Victime d'une agression : vous avez droit à une indemnisation, même si l'auteur est inconnu.

Être victime d’une infraction pénale — coups et blessures, viol, agression ou violences conjugales — peut bouleverser durablement votre vie personnelle, physique, psychologique et professionnelle.

La loi prévoit un mécanisme de solidarité nationale permettant d’obtenir l’indemnisation de vos préjudices par l’intermédiaire du Fonds de garantie des victimes des actes de terrorisme et d’autres infractions (FGTI), y compris lorsque l’auteur des faits est inconnu ou insolvable.


Cette demande d’indemnisation est présentée devant la Commission d’indemnisation des victimes d’infractions (CIVI)


Toutefois, les conditions d’accès sont strictes, les délais doivent être scrupuleusement respectés et l’évaluation de l’ensemble des préjudices nécessite une argumentation précise et documentée.


L’accompagnement d’un avocat permet de constituer un dossier solide, de défendre efficacement vos droits et de solliciter une indemnisation juste et complète.

La procédure devant la CIVI

1. L’analyse de votre éligibilité


La première étape consiste à vérifier que votre situation remplit les conditions permettant de saisir la Commission d’indemnisation des victimes d’infractions (CIVI).


Cette analyse porte notamment sur la nature de l’infraction, la gravité des préjudices subis, les délais applicables et, selon les situations, les conditions de ressources.


Cette étape est déterminante pour définir la procédure d’indemnisation la plus adaptée.


2. La saisine de la CIVI


La demande d’indemnisation est présentée devant la CIVI compétente, au moyen d’une requête accompagnée de l’ensemble des justificatifs nécessaires.


La saisine doit, en principe, intervenir dans un délai de trois ans à compter de la date de l’infraction ou dans l’année suivant la décision pénale devenue définitive, sous réserve des exceptions prévues par la loi.


3. L’expertise médicale


Une expertise médicale peut être organisée afin d’évaluer précisément les séquelles physiques et psychologiques résultant de l’infraction.


Cette étape est essentielle, car le rapport d’expertise servira de fondement à l’évaluation des différents postes de préjudice.


Il est vivement recommandé de préparer cette expertise avec son avocat et de se faire assister par un médecin-conseil indépendant.


4. La phase amiable avec le FGTI


Après l’examen de la demande et, le cas échéant, du rapport d’expertise, le Fonds de garantie des victimes des actes de terrorisme et d’autres infractions (FGTI) peut formuler une offre d’indemnisation.

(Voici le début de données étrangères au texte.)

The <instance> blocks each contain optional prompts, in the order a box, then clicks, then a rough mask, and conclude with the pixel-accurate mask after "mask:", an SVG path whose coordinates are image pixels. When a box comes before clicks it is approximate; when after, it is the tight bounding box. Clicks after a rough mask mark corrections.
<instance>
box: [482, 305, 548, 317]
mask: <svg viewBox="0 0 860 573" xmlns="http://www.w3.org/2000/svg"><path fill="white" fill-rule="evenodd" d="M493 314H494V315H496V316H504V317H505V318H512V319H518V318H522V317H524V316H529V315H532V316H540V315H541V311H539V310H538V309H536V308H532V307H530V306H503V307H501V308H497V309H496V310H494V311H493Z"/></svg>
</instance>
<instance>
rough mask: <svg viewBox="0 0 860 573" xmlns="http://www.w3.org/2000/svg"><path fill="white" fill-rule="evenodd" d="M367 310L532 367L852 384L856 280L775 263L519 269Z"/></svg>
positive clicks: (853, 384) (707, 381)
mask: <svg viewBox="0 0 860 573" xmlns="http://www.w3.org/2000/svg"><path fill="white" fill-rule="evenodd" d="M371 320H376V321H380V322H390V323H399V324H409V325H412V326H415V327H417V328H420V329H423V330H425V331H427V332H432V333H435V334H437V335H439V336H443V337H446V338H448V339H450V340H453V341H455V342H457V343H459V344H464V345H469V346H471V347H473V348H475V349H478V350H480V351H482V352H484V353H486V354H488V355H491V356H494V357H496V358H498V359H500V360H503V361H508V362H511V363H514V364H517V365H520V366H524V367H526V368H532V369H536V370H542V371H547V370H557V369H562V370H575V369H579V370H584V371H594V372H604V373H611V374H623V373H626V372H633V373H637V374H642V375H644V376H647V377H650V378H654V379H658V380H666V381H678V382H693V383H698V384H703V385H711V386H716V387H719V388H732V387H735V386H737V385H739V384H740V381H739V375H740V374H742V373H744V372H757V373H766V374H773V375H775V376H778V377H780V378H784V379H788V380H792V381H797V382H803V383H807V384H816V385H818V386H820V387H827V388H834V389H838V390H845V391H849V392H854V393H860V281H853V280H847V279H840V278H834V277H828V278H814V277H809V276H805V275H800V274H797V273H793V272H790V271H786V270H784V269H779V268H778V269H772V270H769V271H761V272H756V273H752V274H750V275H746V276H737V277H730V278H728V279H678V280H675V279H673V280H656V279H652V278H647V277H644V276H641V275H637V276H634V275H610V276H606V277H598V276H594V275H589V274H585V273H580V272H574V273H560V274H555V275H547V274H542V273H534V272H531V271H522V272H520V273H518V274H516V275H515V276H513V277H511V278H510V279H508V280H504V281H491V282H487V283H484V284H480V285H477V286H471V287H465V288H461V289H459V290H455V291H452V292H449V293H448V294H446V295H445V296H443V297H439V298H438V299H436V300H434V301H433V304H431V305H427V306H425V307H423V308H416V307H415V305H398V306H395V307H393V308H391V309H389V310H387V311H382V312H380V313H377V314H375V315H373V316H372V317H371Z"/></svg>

L’avocat analyse cette proposition, vérifie qu’elle tient compte de l’ensemble des préjudices subis et engage les négociations nécessaires lorsqu’elle apparaît insuffisante.


5. La décision de la CIVI


En l’absence d’accord avec le FGTI, notamment lorsque l’offre proposée est contestée ou jugée insuffisante, la CIVI est appelée à statuer sur le droit à indemnisation et sur son montant.

Qui peut saisir la CIVI ?

Les victimes directes


Toute personne ayant subi une infraction à l’origine d’un dommage corporel grave peut saisir la Commission d’indemnisation des victimes d’infractions (CIVI), notamment en cas :

  • de décès ;

  • d’incapacité permanente ;

  • d’incapacité totale de travail d’au moins un mois.

Les victimes indirectes


Les proches d’une victime décédée ou gravement blessée peuvent également saisir la CIVI lorsqu’ils subissent un préjudice personnel, notamment :

  • une perte de revenus au sein du foyer ;

  • un préjudice moral ;

  • des conséquences personnelles ou familiales directement liées à l’infraction.

La CIVI peut également être saisie par :

  • le représentant légal d’une victime mineure ou placée sous tutelle ;

  • les ayants droit de la victime directe en cas de décès.